China has worked itself not so much into a fury as into a lather of anticipation. In recent weeks, various Olympic-themed decorations have appeared (see photo), new subway lines have opened, and the informal streetside economy of pedlars and vegetable-sellers has been sharply curtailed. Canadians who visit Beijing for the Olympics will find a city that is tidier and more user-friendly than the one I’ve come to know since I moved here last October, but the bustling spontaneity of the place has suffered slightly as a result.
It’s easy to understand why Beijing is taking its role as host so seriously. This is China’s great chance to impress the world, following a long period of relative isolation. Equally, many activists in the west make no secret of their desire to spoil China’s party with disruptive protests. Some world leaders have been publicly agonising over whether or not to attend the opening ceremonies, balancing worries over Tibet and Darfur against friendship with China. (Stephen Harper will not be going, but then, Canadian Prime Ministers traditionally do not attend anyway.)

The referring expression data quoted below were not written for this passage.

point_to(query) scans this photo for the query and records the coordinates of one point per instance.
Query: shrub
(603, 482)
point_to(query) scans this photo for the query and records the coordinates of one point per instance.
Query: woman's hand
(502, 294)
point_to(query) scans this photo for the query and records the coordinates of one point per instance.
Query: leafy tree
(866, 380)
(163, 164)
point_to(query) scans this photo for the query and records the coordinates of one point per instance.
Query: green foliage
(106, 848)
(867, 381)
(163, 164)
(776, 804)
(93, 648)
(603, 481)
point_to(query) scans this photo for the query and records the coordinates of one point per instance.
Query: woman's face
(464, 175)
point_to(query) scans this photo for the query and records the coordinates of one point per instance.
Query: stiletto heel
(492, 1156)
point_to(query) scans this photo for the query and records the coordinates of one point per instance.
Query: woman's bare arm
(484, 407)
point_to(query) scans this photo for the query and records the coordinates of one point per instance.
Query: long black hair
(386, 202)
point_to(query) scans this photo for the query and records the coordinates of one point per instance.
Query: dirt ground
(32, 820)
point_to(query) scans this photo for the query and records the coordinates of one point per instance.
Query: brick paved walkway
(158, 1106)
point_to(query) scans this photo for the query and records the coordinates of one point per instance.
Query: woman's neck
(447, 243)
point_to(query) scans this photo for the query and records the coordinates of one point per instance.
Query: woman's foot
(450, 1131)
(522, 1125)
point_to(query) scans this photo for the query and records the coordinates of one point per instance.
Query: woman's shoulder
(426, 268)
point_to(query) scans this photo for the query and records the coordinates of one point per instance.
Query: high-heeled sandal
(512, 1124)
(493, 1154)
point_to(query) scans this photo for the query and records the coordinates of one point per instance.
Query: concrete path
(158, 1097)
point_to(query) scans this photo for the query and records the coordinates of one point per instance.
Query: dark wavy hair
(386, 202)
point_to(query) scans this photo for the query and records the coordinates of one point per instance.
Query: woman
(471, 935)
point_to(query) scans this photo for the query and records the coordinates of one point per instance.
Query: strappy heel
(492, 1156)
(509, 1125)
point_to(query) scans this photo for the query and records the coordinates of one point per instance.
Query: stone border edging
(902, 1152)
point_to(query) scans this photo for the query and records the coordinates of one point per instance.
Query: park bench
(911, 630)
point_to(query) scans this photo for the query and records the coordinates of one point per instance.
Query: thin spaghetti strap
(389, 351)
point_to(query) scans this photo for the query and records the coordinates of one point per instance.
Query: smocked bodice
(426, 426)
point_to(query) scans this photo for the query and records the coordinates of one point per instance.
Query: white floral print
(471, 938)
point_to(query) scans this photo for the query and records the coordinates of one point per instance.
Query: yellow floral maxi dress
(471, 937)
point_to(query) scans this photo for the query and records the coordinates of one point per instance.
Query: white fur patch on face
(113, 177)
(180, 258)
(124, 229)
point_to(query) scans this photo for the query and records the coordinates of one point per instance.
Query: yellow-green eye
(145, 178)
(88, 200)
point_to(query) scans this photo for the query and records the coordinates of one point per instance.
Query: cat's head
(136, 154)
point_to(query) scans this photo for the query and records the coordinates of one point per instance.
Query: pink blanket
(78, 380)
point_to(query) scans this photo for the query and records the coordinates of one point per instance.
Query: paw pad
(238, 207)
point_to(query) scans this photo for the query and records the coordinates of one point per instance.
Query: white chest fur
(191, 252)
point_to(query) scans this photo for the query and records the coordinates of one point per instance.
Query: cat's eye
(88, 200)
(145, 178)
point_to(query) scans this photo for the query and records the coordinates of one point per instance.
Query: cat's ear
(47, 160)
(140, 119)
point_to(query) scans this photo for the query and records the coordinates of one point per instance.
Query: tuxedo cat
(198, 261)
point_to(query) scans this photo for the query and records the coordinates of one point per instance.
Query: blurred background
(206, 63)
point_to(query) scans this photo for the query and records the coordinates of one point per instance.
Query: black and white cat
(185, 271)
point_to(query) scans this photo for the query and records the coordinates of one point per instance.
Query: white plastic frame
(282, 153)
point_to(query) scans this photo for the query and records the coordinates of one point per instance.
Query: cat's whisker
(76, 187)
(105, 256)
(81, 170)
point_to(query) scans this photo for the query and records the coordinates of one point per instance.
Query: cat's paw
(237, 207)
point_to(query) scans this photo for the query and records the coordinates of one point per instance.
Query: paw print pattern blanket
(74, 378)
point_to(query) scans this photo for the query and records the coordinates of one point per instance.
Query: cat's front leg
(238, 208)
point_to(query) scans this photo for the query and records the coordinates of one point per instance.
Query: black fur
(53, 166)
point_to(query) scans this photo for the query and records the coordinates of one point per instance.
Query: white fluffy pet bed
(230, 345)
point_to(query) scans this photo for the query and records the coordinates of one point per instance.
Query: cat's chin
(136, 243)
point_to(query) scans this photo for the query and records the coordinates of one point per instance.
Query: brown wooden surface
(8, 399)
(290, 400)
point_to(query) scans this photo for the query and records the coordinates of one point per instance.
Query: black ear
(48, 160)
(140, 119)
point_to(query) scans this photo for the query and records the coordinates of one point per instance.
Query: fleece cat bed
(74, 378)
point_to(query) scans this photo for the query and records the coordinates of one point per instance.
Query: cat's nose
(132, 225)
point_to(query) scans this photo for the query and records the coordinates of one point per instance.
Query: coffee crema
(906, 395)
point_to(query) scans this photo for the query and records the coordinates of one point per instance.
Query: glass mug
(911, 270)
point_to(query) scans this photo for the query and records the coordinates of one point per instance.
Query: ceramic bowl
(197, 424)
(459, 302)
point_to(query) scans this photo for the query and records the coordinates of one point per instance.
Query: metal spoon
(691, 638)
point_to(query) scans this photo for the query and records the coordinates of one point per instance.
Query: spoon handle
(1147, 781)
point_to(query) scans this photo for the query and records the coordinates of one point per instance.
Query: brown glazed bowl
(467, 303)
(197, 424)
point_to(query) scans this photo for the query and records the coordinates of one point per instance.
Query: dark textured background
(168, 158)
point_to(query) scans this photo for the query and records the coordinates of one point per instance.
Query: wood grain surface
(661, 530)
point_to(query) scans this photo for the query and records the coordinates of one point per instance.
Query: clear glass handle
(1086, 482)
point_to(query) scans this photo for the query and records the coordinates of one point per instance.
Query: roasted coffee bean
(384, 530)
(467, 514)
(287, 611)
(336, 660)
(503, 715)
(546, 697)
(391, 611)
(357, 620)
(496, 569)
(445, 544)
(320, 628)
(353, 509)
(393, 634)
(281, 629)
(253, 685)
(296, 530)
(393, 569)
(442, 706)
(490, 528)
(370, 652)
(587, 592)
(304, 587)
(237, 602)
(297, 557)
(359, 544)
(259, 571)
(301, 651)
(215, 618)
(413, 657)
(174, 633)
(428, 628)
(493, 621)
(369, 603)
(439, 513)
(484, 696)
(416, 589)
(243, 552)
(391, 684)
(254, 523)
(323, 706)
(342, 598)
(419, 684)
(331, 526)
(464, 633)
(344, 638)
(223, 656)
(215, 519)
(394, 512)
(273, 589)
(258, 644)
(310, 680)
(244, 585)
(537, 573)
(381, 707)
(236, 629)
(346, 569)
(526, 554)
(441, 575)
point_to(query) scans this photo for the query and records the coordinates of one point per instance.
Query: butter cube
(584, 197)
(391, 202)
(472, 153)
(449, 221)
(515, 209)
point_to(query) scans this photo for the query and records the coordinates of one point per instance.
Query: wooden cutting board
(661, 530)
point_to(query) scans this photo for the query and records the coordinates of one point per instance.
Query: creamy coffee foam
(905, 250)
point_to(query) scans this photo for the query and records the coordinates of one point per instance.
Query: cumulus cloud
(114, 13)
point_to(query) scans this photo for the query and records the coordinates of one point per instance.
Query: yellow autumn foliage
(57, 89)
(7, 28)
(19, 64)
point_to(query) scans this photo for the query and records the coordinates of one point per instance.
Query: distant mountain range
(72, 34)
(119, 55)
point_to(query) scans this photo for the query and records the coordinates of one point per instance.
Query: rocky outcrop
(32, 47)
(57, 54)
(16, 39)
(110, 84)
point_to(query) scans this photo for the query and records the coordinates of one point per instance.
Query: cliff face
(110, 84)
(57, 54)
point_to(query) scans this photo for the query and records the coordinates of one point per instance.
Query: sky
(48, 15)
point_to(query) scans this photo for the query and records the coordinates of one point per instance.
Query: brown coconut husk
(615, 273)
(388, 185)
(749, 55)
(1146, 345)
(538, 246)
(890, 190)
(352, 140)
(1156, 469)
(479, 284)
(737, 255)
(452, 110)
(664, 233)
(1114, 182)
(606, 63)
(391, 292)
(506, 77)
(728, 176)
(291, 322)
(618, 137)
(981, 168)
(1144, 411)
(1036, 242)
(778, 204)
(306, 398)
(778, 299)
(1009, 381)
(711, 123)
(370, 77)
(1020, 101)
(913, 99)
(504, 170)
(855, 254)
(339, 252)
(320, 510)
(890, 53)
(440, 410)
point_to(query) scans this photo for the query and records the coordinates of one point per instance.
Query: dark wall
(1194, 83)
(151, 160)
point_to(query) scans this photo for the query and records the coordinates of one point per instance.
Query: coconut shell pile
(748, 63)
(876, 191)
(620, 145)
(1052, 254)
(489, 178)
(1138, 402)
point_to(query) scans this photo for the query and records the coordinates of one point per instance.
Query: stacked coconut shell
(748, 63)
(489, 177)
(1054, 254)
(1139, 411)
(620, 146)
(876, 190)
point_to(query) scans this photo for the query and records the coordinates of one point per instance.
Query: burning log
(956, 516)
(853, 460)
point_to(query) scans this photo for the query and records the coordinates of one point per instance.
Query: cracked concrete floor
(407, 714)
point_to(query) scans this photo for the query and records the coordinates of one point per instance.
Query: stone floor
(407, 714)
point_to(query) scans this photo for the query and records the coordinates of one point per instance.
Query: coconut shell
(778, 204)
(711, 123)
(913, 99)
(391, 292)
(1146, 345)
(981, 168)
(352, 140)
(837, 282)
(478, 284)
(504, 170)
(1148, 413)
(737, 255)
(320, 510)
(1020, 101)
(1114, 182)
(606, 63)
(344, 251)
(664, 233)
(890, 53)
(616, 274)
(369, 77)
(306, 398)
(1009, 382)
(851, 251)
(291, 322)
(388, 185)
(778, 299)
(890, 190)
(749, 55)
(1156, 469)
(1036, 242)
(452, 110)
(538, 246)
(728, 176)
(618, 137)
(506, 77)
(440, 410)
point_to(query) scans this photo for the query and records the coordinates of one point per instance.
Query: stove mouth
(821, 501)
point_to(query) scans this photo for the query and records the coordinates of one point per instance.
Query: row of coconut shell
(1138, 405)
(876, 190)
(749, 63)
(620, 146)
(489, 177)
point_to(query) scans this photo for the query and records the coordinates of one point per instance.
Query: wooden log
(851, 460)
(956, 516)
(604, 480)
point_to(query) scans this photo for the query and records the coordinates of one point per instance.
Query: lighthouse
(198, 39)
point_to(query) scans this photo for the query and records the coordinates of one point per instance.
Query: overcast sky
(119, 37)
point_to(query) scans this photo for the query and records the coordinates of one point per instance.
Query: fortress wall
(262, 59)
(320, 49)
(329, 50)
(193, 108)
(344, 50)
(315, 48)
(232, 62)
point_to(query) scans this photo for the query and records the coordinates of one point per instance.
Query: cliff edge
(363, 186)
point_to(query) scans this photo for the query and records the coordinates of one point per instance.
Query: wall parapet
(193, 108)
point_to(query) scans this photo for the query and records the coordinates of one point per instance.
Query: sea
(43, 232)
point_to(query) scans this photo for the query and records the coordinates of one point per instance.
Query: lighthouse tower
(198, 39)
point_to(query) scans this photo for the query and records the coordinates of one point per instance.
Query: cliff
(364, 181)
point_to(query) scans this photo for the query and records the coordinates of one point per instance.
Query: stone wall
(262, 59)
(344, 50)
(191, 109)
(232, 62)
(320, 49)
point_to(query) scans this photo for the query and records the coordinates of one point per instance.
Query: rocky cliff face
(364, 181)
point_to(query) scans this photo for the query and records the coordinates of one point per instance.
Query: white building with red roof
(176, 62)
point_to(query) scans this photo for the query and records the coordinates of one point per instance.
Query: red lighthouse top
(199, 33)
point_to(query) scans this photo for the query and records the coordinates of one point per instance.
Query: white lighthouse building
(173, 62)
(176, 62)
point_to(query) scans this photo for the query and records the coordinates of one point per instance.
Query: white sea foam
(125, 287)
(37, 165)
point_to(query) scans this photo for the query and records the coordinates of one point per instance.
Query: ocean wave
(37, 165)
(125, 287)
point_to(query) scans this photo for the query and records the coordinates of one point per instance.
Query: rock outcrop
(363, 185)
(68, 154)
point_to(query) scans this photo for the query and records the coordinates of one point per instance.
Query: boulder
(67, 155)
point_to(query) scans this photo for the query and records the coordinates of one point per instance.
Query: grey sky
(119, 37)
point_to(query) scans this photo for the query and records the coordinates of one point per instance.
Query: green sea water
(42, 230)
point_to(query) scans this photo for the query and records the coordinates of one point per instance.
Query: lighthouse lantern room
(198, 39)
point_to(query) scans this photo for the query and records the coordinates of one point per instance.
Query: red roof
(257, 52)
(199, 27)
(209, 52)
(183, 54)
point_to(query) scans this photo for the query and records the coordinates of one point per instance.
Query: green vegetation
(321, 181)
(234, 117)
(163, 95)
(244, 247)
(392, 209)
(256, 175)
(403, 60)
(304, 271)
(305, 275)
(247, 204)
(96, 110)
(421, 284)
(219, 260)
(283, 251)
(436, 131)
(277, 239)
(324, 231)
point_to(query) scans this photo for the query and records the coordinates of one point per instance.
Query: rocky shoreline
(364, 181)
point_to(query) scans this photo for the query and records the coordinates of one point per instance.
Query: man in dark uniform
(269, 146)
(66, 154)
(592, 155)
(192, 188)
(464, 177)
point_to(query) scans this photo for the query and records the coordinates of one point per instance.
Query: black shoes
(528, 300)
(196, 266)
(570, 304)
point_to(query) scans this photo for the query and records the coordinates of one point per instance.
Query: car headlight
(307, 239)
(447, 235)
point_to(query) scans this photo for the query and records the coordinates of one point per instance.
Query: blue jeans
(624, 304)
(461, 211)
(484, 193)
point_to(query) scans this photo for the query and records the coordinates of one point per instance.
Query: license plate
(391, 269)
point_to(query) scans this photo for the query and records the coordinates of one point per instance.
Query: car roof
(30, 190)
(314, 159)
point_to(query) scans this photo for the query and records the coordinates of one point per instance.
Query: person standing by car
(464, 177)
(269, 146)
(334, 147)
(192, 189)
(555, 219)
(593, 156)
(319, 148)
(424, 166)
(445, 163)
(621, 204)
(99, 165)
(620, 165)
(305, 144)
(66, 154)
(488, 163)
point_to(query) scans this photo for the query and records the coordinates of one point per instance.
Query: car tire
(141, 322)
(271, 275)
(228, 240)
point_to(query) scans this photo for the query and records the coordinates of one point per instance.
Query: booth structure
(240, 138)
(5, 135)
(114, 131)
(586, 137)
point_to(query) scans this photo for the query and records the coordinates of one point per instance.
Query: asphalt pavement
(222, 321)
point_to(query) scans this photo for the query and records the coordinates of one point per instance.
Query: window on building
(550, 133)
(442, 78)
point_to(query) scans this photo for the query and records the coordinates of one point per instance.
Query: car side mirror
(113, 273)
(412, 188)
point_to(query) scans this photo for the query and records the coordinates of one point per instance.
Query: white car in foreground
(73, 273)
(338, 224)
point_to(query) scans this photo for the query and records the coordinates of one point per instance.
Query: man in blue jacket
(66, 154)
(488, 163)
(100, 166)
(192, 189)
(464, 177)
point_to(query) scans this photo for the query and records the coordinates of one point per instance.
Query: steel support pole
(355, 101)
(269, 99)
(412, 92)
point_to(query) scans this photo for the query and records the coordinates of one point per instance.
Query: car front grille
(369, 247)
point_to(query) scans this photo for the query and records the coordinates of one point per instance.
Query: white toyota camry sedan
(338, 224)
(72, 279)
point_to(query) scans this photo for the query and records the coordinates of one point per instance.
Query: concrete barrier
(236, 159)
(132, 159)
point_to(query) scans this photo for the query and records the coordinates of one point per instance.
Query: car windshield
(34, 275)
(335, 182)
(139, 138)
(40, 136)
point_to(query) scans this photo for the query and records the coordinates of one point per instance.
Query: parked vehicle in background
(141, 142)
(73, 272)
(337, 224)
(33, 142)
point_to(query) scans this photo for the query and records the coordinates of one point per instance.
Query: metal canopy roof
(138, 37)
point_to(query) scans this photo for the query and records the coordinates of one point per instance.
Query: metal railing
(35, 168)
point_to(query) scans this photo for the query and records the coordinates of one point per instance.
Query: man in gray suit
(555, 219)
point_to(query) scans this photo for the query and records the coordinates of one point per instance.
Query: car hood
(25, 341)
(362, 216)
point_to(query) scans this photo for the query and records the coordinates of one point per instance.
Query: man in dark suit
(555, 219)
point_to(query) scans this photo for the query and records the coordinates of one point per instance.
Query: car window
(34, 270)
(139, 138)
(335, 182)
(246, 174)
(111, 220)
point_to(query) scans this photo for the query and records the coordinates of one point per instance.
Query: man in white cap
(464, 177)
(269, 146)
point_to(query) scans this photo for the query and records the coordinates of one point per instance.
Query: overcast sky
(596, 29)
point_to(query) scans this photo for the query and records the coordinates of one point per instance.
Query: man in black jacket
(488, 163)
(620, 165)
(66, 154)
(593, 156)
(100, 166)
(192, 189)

In my opinion, all the criticism is beginning to sound a bit mean-spirited. Of course there are areas of friction, but they should not overshadow China’s recent accomplishments. In the past 150 years, China has experienced extremes of brutality, humiliation and deprivation that would be difficult for many Canadians to imagine. To have risen above these historical vicissitudes to become an economic powerhouse with a credible space program is a spectacular achievement. In September we can go back to geopolitics as usual, but meanwhile China deserves a round of sincere and uncritical applause. The Olympics, trivial as they may seem to curmudgeons like myself, are an appropriate occasion.